Además de los números sobre los cambios del documento de identidad, no hay apenas información oficial sobre la vida de las personas trans en Argentina. El único informe que recoge los cambios en la calidad de vida de esta población en relación a la Ley de Identidad de Género es uno realizado en el año 2013 por la Fundación Huésped con ATTTA (Asociación de Travestis Transexuales y Transgéneros de Argentina).
En él, concluían que la ley “está generando un impacto notoriamente positivo en las condiciones y calidad de vida de estas personas”. Varios organismos reconocen la ausencia de datos oficiales sobre la situación de estas personas y han acordado realizar de forma conjunta la primera encuesta sobre la población trans en Argentina, pero aún no se ha elaborado.
Profesora en un colegio para menores trans
Quimey nació en La Plata, la capital de la provincia más poblada de Argentina. Tiene 23 años y en 2017, un año después de su transición, se quedó sin trabajo. Podía dar clases como suplente en las escuelas por haber ido durante muchos años a un instituto de inglés. Sin embargo, una circular de la gobernadora ordenó que todas las docentes suplentes que no estuvieran estudiando tenían que dejar su cargo, por lo que no pudo seguir dando clases de inglés a la escuela donde hizo su cambio público, donde le preguntaron “si era puto”, donde pudo explicar quién es realmente. Algunos padres rechazaron la idea, pero la aceptación del director de la escuela fue clave para ella.
Cuando Quimey se quedó sin trabajo, Marlene Wayar, una conocida activista trans, le dijo que había una vacante en la Secretaria Académica del Bachillerato Popular Trans Mocha Celis, una escuela de educación secundaria en la ciudad de Buenos Aires, a 70 kilómetros de donde vive la joven. Un espacio creado para que las personas trans y travestis puedan estudiar.
Aunque existan críticas hacia este colegio por considerar que corre el riesgo de formar un “gueto”, ellas no lo ven así. El sistema educativo formal en Argentina, defienden, las expulsa. Desde antes de la ley, y aún después, es difícil que a un niño o a una niña trans se le permita vestirse de forma diferente a la tradicionalmente reservada para el sexo que les fue asignado al nacer.
En este colegio de educación secundaria hay unos 100 estudiantes y no todos pertenecen al colectivo trans. Es una escuela reconocida por el Estado, pero no recibe dinero público. La financiación llega de la mano de docentes y directivos.
Al lado de una estación de trenes en un barrio de Buenos Aires hay una reja. En una pared está el cartel del Mocha Celis, pero no dice en qué piso del edificio está, tampoco hay un timbre. Es solo cuestión de esperar que alguien abra, preguntar por la escuela y subir a la quinta planta.
Un cartel en una puerta pide silencio.
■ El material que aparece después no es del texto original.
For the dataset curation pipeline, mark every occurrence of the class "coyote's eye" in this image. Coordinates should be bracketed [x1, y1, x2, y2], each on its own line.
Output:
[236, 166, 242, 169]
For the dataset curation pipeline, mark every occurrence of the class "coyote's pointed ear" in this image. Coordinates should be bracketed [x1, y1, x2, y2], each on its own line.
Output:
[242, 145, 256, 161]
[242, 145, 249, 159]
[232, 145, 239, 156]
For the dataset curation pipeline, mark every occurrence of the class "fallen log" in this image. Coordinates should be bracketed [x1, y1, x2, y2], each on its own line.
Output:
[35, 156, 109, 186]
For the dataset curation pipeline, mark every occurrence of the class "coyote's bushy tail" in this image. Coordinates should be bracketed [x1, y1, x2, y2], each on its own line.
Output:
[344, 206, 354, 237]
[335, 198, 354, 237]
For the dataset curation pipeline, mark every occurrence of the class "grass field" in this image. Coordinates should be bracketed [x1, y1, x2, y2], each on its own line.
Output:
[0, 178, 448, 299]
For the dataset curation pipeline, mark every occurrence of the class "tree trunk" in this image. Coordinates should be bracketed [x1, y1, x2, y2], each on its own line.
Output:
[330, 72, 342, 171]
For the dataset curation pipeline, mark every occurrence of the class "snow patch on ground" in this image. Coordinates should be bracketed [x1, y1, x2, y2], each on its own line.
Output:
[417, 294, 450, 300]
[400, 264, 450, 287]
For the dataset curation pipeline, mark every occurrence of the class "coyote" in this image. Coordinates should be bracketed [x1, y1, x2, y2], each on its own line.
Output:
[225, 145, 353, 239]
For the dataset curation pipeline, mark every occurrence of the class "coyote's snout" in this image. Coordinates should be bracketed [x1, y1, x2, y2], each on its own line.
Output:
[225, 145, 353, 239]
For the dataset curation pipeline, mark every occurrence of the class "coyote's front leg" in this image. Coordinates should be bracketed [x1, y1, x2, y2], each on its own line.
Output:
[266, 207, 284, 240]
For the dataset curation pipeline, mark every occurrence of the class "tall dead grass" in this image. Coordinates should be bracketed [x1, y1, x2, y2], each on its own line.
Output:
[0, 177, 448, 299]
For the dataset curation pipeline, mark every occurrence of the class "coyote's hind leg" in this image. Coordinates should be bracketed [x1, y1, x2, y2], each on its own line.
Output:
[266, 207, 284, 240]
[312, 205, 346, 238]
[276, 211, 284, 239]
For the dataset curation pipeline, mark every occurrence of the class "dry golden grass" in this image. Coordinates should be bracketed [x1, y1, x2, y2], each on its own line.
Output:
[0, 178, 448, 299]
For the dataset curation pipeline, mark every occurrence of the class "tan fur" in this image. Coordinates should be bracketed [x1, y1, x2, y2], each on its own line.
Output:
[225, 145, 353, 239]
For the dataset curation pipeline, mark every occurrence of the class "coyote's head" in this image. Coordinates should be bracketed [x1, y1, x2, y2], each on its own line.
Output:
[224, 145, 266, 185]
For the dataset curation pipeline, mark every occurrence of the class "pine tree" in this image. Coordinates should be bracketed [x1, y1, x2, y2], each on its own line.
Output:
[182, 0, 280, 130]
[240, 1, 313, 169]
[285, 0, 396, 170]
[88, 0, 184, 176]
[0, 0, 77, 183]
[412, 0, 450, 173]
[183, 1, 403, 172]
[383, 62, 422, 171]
Un par de mesas, un sillón derruido y cuatro sillas forman el espacio común. Una pequeña ventana rectangular es la cafetería, donde una señora vende sándwiches de milanesa o tarta de chocolate, en un patio cerrado rodeado de puertas. A la derecha hay tres aulas: de primero, segundo y tercer año, donde se ven y escuchan lecciones y estudiantes.
Quimey –bermudas vaqueras, una camisa de flores, flequillo teñido de verde– llega desde La Plata. Ha cogido un bus y un metro, tarda dos horas. Lo hace tres veces por semana.
Las luchas sociales del país están en las paredes: la legalización del aborto, “No al FMI”, la exigencia de “justicia para Santiago Maldonado”, el sello de una organización que protege a los menores pobres que son hostigados por la Policía y un mensaje de Lohana Berkins, la activista trans argentina que ideó este espacio.
“Esto es un colegio. Pero no uno común. En otro colegio puede ser que te discriminen porque tenés una identidad disidente. Acá vos tenés un salón de clases donde compartís con un chico trans, una chica trans, un queer, bisexual. Es un colegio de inclusión”, dice Viviana, una mujer trans de 48 años. Este colegio tiene frases de Herman Hesse, de Gabriel García Márquez, de Lohana Berkins. Distribuyen preservativos gratis en el patio. Los estudiantes van de los 16 hasta pasados los 60 años.
El texto que trabaja hoy Quimey en su clase no es de inglés. Aquí imparte una asignatura de Sociales. Hoy hablan de patriarcado, del rol histórico de la mujer. Unos toman mate, otra lee su trabajo. Están sentados en círculo. Debaten con energía, aunque ya sea la última hora. Una alumna, de unos 40 años y extrabajadora sexual, habla del capitalismo.
“Genocidio”, dice Quimey.
—Si hay una población entera que solamente puede transitar la calle “libremente” en determinado horario y en determinado sector de la ciudad qué es eso si no un gueto. Y donde hay gueto es porque hay exterminio. Nosotras a nivel latinoamericano somos víctimas de un genocidio.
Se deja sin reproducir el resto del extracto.